Hameildaeme is a daughter of Storming Home, best known for dropping Gary Stevens in the shadow of the wire when they were on the way to winning the 2003 Arlington Million. Stevens suffered a collapsed lung, among other things. His good friend Sorenson recalls it well.

"The horse hung a turn and airmailed Gary," Sorenson said. "But do they inherit that kind of thing? I don't know. There is a Fusiachi Pegasus baby right here at Del Mar that walked out on the racetrack, reared up in the air, lost his balance, and rolled over sideways, just like the sire used to do. Sometimes it is in the family."

Hameildaeme, who races for Jim Ford's Newmarket Stable, is Scottish for "home will do me." That is according to Lloyd, who learned his English in England.

"She was the first horse both bred and raced by a very nice Scottish lady named Lucille Bone," said Lloyd, who worked previously for Paddy Gallagher and Jim Cassidy. "I'd had my eye on her since the summer but couldn't find a buyer, then she came up at the sale last fall and we got her for $10,000. The lady cried when she realized her filly was leaving.

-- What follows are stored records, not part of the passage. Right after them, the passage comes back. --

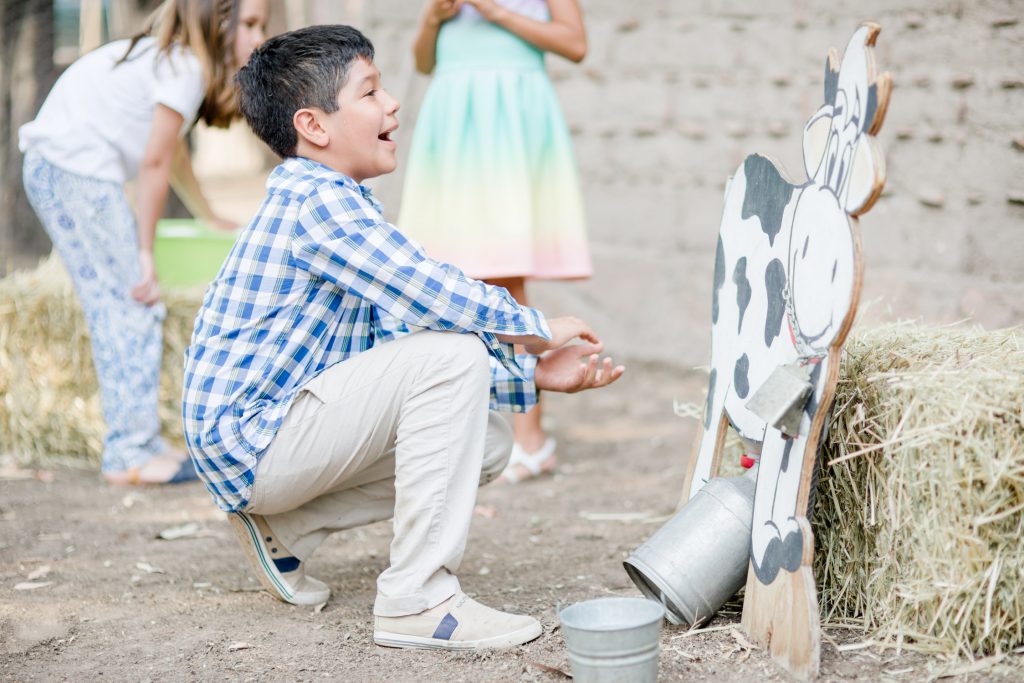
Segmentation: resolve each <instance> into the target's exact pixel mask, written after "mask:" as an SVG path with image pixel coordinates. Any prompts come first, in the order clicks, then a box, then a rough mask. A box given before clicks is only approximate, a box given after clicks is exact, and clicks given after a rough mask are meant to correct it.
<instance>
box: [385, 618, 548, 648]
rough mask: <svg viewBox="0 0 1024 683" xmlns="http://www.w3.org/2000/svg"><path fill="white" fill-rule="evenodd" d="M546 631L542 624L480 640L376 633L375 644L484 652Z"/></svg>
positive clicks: (497, 647)
mask: <svg viewBox="0 0 1024 683" xmlns="http://www.w3.org/2000/svg"><path fill="white" fill-rule="evenodd" d="M542 633H544V629H543V628H542V627H541V624H540V622H537V623H535V624H531V625H529V626H527V627H524V628H522V629H519V630H518V631H513V632H512V633H504V634H502V635H500V636H492V637H490V638H481V639H479V640H441V639H440V638H424V637H421V636H407V635H403V634H400V633H388V632H387V631H374V642H375V643H377V644H378V645H381V646H382V647H403V648H413V649H424V650H482V649H494V648H502V647H515V646H516V645H522V644H523V643H528V642H529V641H531V640H534V639H535V638H538V637H539V636H540V635H541V634H542Z"/></svg>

I thought, obviously, this one's been well looked after."

Lloyd credits Sorenson and exercise rider David Meah for keeping the lid on Hameildaeme.

"You've got to sit on her as relaxed as if you're at the beach on Sunday, just to keep her turned off," Sorenson said. "At the same time, you're always prepared for what may happened. That's just the nature of the beast with a horse like her."

Lloyd traces a large amount of Hameildaeme's overly cautious behavior to a rainy morning at Hollywood Park last winter when she got loose at the three-eighths pole and tangled with the rail.

"She was already terrified, and then here comes an outrider wearing a yellow mack, galloping right toward her, which she'd never seen before," Lloyd said. "So she made a U-turn through the fence.

"I called Danny right away, before she even started working again," Lloyd added. "I told him I'd need him to come out to work her every week. He liked her a little more each time, then when we finally ran her I told him to just take his time, and if we can at least have her passing something at the end it will look pretty good. Danny looked at me and said, 'Oh, she'll run a lot better than that.' "

Hameildaeme won by a head, going 6 1/2 furlongs on the grass, at odds of 44-1. Since then she split Well Monied and Starlarks in an allowance race and won one of her own before her San Clemente experience.

Sorenson likes the scrapper in Hameildaeme, as long as she channels it wisely.

"She's tiny, but she doesn't run tiny," Sorenson said. "In fact, it's really abnormal and very deceptive. You sit on her back and you're on this seemingly little, tiny two-by-four of a horse. Then all of a sudden she starts taking strides like some big rangy thing.

"The way she's done things, I don't think the distance is a question at all," Sorenson added. "It's just a matter of getting her to the gate as calm as possible. I really think that if I can be within three or four lengths of the lead at the three-sixteenths pole, I think they have to out-sprint me home."